Single-Dose Psilocybin for a Treatment-Resistant Episode of Major Depression
Summary & key facts
Researchers tested a single dose of a lab-made psilocybin pill for people whose depression had not improved with other treatments. About 80 people got 25 mg, 75 got 10 mg, and about 80 got 1 mg, and everyone also had psychological support. After three weeks, the highest dose (25 mg) reduced depression scores more than the tiny 1 mg dose, but the mid dose (10 mg) did not show a clear benefit. Side effects were common and included headache, nausea, and dizziness, and thoughts of suicide or self-harm occurred across all groups. The early benefit at three weeks did not clearly last to 12 weeks, and the researchers said bigger and longer studies are needed to know if psilocybin is safe and truly helpful compared with current treatments.

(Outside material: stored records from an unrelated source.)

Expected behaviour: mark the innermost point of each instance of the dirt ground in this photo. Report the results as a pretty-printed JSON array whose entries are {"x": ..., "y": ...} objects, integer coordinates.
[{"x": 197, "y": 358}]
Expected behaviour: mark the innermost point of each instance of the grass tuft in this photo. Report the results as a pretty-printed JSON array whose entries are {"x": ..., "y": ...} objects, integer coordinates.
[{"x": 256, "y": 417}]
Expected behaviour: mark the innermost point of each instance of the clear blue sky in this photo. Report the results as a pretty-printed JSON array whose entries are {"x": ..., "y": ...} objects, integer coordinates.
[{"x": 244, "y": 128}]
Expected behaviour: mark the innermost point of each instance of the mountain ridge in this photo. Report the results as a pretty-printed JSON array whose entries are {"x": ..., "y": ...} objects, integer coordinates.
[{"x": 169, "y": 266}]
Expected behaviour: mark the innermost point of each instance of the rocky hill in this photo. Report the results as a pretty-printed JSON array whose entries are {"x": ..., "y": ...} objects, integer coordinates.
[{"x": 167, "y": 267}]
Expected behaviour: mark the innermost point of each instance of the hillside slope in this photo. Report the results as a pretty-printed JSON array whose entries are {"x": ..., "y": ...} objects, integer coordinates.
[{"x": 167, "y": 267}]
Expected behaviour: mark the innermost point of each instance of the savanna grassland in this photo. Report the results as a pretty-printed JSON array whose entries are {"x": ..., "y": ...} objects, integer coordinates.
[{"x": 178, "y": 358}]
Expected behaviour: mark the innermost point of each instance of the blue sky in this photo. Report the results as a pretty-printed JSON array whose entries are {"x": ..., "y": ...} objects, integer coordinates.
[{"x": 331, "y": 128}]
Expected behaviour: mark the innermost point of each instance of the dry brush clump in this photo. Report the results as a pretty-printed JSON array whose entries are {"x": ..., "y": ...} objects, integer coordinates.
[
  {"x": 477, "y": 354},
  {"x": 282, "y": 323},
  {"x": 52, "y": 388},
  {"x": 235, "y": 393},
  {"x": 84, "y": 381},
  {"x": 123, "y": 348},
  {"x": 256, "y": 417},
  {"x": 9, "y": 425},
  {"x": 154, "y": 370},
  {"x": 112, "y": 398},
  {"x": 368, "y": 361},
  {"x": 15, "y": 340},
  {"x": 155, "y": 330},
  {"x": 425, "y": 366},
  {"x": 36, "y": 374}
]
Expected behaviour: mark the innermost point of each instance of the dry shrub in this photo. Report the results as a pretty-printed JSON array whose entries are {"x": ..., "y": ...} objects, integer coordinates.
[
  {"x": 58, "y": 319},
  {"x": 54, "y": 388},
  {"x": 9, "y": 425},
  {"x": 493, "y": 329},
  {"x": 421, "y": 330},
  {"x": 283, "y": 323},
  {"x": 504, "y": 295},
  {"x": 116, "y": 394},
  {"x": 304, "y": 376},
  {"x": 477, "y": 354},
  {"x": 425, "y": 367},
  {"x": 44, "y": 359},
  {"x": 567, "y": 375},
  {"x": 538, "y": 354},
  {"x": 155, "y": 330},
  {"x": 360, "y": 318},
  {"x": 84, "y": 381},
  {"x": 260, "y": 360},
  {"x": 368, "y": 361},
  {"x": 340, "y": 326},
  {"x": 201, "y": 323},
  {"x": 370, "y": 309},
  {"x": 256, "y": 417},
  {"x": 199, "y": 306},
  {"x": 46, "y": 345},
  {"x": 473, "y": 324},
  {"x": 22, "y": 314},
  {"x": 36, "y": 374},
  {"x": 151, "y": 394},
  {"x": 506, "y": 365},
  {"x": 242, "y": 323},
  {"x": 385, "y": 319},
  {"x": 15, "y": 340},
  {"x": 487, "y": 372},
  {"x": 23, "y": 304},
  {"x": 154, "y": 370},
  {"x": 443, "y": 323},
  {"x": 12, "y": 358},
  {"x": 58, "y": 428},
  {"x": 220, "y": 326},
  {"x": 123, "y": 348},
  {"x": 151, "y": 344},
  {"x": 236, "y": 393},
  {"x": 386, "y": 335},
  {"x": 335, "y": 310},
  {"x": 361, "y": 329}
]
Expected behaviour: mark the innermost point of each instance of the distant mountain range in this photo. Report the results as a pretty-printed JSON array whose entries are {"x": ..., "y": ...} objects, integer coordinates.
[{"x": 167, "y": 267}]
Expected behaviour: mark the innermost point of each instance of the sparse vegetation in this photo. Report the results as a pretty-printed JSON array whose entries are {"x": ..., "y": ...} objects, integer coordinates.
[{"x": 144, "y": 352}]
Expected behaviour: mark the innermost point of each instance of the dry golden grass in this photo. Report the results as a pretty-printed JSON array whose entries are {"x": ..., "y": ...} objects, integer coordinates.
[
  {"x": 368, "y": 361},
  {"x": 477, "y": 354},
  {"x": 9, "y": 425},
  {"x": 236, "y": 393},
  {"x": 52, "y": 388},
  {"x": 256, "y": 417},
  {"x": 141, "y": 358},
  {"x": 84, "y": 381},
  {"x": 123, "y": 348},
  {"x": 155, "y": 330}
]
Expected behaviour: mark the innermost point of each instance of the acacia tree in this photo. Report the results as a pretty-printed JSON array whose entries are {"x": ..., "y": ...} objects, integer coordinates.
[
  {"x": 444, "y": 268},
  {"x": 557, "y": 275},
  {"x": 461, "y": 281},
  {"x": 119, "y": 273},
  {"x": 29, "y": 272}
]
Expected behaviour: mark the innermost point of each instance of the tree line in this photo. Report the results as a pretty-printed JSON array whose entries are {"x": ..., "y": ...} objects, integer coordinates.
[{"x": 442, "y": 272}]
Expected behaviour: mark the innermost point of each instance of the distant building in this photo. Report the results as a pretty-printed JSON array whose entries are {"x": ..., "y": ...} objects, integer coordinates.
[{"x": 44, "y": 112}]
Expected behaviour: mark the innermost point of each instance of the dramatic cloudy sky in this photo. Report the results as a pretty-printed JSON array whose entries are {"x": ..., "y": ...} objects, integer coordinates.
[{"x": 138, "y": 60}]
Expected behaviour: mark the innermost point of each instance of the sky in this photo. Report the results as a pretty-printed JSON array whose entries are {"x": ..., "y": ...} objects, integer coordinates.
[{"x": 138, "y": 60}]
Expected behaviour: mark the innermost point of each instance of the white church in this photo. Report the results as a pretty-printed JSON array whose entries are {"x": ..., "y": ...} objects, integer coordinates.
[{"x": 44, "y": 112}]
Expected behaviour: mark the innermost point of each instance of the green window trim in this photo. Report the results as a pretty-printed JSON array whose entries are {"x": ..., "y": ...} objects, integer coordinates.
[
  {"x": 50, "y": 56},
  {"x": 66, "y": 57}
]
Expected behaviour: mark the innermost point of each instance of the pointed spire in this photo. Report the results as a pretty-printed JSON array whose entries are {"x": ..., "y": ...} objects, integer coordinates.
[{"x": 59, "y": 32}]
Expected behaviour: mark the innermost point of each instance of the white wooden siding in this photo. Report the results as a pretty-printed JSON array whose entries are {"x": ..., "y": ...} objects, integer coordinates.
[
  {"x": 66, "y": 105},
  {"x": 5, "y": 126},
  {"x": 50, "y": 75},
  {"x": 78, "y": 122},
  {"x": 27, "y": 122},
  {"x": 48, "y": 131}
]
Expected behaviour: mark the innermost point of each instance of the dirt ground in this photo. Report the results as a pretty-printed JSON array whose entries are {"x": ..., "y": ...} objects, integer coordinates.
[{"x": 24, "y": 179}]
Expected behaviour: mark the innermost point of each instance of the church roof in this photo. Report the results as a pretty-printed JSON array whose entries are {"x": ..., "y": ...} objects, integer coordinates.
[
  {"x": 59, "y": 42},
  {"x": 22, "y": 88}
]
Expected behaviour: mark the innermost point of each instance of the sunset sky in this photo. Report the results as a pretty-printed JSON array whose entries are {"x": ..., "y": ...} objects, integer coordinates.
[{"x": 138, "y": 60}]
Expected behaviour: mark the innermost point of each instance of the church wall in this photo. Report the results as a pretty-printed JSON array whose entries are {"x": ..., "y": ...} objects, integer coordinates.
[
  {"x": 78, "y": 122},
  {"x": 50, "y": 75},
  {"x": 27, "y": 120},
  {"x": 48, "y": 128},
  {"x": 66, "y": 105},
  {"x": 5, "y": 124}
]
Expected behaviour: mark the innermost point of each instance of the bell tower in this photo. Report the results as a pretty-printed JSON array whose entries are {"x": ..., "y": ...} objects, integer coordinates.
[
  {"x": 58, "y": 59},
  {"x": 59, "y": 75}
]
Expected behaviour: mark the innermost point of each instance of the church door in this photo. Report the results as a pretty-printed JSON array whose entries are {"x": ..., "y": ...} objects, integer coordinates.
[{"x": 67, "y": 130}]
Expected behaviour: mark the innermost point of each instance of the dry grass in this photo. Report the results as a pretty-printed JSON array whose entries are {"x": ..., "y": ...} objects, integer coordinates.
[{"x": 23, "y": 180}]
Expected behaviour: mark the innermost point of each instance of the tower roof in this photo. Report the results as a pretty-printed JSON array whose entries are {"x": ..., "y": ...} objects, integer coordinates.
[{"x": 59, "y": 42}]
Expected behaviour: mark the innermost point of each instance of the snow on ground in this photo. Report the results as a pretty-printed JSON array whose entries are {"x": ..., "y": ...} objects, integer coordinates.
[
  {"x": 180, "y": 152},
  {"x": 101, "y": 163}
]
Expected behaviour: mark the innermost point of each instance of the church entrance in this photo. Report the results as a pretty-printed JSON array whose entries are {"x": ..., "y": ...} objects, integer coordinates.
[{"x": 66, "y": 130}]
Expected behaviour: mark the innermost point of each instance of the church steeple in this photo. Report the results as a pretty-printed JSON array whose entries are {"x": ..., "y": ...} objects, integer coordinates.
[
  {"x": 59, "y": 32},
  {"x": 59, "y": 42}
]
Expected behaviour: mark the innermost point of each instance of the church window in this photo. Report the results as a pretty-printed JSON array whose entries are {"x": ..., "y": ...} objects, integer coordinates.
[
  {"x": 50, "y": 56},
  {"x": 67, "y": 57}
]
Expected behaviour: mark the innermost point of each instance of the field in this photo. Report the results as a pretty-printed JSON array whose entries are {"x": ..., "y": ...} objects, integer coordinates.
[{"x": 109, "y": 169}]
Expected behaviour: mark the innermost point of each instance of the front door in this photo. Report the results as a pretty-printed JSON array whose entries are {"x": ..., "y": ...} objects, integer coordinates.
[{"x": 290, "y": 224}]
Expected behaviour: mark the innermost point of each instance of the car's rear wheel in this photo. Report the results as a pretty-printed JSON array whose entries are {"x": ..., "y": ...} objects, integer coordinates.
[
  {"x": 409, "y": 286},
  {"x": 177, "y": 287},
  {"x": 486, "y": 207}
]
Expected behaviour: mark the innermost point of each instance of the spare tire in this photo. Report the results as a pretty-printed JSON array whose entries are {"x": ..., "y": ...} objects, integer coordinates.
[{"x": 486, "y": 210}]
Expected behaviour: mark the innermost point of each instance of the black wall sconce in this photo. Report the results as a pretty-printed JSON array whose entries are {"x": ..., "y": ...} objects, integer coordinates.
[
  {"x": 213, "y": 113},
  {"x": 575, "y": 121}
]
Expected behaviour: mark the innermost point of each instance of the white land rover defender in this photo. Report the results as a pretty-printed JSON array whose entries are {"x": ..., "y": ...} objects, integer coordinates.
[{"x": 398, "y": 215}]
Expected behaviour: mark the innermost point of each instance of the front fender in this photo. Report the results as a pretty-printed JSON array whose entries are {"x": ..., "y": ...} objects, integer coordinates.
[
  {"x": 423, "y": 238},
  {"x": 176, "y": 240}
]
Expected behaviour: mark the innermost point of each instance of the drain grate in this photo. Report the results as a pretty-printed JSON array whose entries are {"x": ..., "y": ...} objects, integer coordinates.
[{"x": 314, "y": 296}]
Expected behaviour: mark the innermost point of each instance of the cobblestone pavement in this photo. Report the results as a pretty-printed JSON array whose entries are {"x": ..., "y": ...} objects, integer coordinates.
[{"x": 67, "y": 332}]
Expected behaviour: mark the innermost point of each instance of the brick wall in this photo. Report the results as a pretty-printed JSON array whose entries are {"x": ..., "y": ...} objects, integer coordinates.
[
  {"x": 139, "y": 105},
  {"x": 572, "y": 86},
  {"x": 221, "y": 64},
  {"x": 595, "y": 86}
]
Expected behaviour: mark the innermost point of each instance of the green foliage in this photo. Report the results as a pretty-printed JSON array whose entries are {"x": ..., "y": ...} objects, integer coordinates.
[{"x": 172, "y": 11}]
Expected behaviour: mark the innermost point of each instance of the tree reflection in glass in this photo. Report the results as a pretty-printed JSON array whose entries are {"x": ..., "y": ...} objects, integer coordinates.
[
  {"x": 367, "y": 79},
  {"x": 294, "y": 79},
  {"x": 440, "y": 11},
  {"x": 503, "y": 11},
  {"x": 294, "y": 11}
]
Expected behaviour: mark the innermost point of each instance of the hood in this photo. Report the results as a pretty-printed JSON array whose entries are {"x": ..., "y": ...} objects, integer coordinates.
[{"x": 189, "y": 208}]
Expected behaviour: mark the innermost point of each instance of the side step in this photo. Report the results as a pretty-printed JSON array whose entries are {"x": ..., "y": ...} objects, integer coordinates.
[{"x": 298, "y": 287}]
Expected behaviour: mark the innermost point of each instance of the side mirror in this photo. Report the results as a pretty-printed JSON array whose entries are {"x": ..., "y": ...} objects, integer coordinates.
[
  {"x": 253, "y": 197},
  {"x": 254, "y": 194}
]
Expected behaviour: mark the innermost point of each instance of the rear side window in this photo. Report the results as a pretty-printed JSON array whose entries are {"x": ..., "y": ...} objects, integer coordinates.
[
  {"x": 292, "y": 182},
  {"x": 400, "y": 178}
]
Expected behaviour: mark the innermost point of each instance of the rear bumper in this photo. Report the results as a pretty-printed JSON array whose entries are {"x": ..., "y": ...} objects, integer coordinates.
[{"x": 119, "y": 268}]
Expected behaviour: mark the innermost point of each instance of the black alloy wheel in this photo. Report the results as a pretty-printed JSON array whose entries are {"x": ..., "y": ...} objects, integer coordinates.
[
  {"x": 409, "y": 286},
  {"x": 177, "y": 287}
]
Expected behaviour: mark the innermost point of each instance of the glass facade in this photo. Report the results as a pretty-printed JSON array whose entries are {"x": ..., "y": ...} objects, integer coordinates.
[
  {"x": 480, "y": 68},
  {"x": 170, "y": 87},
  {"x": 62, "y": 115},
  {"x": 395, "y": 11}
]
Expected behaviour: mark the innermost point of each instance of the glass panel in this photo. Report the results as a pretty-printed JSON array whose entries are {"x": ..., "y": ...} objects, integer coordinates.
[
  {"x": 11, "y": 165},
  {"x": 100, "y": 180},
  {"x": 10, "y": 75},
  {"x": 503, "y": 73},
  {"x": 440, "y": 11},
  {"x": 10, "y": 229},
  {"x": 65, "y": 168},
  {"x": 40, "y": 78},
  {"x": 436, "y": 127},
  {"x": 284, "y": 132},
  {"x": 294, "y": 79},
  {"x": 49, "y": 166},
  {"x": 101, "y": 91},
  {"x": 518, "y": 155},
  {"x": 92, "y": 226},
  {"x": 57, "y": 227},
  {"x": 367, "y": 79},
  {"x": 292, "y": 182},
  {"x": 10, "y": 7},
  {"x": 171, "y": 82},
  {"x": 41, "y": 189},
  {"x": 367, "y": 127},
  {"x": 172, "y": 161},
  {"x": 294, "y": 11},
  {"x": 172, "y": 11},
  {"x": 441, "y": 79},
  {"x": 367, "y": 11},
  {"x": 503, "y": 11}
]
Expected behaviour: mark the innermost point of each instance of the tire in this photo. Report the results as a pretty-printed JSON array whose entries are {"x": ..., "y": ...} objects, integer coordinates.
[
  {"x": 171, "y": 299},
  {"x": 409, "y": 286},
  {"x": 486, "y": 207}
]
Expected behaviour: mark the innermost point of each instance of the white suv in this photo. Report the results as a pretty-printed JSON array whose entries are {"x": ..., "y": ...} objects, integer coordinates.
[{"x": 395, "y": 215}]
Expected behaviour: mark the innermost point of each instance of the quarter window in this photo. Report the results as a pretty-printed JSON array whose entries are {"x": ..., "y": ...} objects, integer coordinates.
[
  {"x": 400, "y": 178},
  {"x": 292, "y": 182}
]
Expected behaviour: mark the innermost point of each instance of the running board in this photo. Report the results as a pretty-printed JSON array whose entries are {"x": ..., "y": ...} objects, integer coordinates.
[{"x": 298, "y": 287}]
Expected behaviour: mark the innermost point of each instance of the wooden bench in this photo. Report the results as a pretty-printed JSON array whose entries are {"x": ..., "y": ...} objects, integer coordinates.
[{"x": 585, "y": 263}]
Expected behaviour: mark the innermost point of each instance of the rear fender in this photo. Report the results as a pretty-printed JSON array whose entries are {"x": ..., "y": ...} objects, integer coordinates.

- This was a phase 2 trial of people with treatment-resistant depression who were randomly given one single dose of synthetic psilocybin at 25 mg, 10 mg, or 1 mg, plus psychological support.
- About 80 people were in the 25 mg group, 75 in the 10 mg group, and about 80 in the 1 mg group.
- At the start, average depression scores were about 32 out of 60, indicating moderate-to-severe depression.
- After three weeks, average depression scores dropped by roughly 12 points with 25 mg, 8 points with 10 mg, and 5 points with 1 mg.
- The 25 mg dose reduced scores about 7 points more than the 1 mg dose, a difference the researchers reported as unlikely to be due to chance; the 10 mg dose did not show a clear advantage over 1 mg.
- The 25 mg group had higher rates of response (at least half the improvement) and remission (low symptom score) at three weeks, but those benefits were not clearly kept at 12 weeks.
- Side effects happened in about 77% of participants and included headache, nausea, and dizziness. Reports of suicidal thoughts, suicidal behavior, or self-injury occurred in every dose group.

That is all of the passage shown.